Investing smartly while spending less is the name of the game, and generative artificial intelligence (AI) is shaking up the customer service landscape, especially in contact centers. It’s all about channeling resources into more empathetic customer interactions through enhanced AI, complemented by well-trained human staff primed to handle critical queries.
In recent times, there’s been a concerted effort to democratize conversational AI development, making it more accessible even to those without deep expertise, all the while keeping customer experience (CX) intact with minimal investment.
According to a recent survey by Gartner, despite economic pressures, only a meager 7 percent of chief financial officers plan to cut customer service spending in the next year. In contrast, 21 percent are gearing up to increase their investment, with the majority, 72 percent, maintaining current spending levels.
Generative AI is now enabling further reduction in the need for specialized expertise across various domains such as natural language understanding and custom integrations. This not only slashes costs but also levels the playing field for conversational user experience (UX) development. We’re transitioning into an era where business needs dictate AI application rather than the technology dictating its own limits.
Yet, there’s still plenty of uncharted territory to navigate. Generative AI is poised to revolutionize the operational framework of contact centers. Let’s delve into how it’s poised to elevate customer service applications and redefine roles within contact centers.

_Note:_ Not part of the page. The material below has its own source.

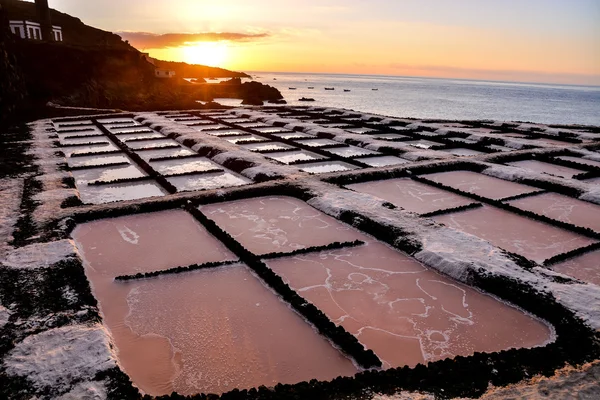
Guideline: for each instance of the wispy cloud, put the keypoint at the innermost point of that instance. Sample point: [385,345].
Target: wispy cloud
[146,40]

The Impact of Gen AI on Customer Service Applications
Generative AI has paved the way for a plethora of new functionalities like Q&A bots and self-service options, ready to be seamlessly integrated into applications. Voice and chatbots can now compile and deliver information in record time.

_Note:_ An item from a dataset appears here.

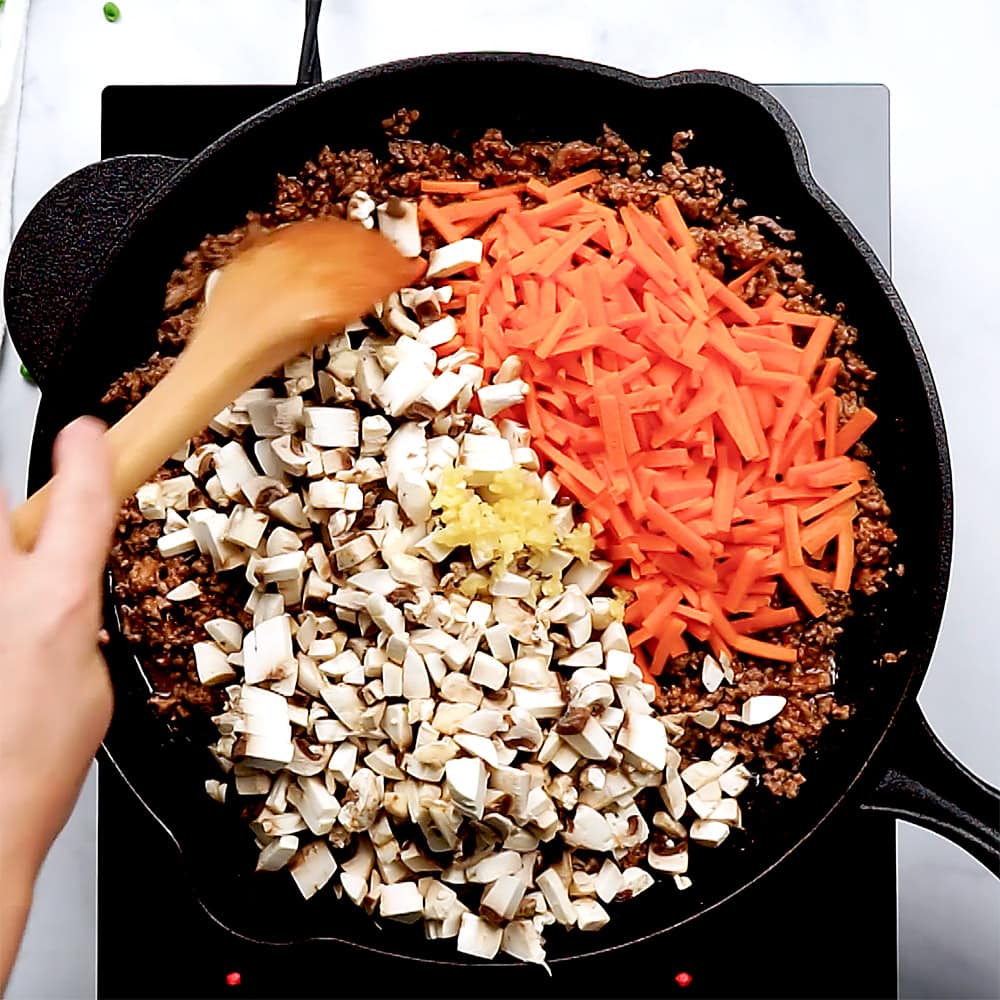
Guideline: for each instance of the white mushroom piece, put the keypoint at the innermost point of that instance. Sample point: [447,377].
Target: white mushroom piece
[438,714]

Conversational AI bots have upped their game, becoming more contextually aware, adept at maintaining conversational context, and even capable of fostering rapport. For instance, it’s now feasible for a conversational AI bot to adeptly handle upselling and cross-selling without extensive fine-tuning for each scenario.
While doubts persisted about AI’s ability to manage the entire customer service lifecycle independently, generative AI has quelled much of that skepticism. An AI-first approach is proving to be more effective than the traditional human-first call center model.

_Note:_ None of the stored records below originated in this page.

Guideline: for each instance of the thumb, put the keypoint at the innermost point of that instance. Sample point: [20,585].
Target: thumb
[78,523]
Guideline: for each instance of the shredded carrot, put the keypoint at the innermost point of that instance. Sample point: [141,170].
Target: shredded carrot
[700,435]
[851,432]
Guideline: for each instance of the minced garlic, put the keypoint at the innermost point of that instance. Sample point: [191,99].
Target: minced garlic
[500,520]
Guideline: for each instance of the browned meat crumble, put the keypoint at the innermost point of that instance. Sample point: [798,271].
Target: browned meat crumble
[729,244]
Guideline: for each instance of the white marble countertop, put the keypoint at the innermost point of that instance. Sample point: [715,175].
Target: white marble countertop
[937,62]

The Reshaping of Roles in the Contact Center
Generative AI is not just transforming customer service applications; it’s also reshaping the roles of customer service agents and business analysts. Extracting relevant information from structured and unstructured data is becoming easier, and technical barriers to leveraging AI for efficiency in contact centers are diminishing rapidly.
Training the workforce is becoming more streamlined, resulting in heightened productivity and quicker skill acquisition. Given that contact centers grapple with high churn rates—averaging 30 to 40 percent, sometimes even hitting 60 percent—making training more effective through generative AI is critical for their evolution.
Knowledge bases are now able to furnish answers to customer queries at a faster pace, aiding both customer support and agent training. This data also fuels generative AI systems for continuous learning, fostering a symbiotic relationship between AI and humans.
Generative AI will also redefine the roles of agents and supervisors within contact centers. Agents and supervisors alike will evolve into orchestrators of AI, bringing contact centers closer to an AI-first approach with human oversight.
Looking Ahead for Contact Centers
Despite the advent of generative AI, the importance of data quality remains paramount. Generative AI doesn’t equate to achieving artificial general intelligence (AGI) or anything close to it. Specialization of large language models is crucial for cost efficiency and maintaining task-specific accuracy.
Generative AI empowers us to build integrations, drive conversations, and create functionalities at a fraction of the cost with minimal resources, maximizing fulfillment. However, to fully harness its benefits, we must establish control, governance, and explainability.
The inherent non-determinism of generative AI doesn’t mean it’s unpredictable. Responsible management and security protocols will instill confidence in organizations to scale their AI strategies. Vendors capable of developing and managing specialized large language models will wield a potent tool in their tech arsenal, empowering contact centers to thrive in this new era.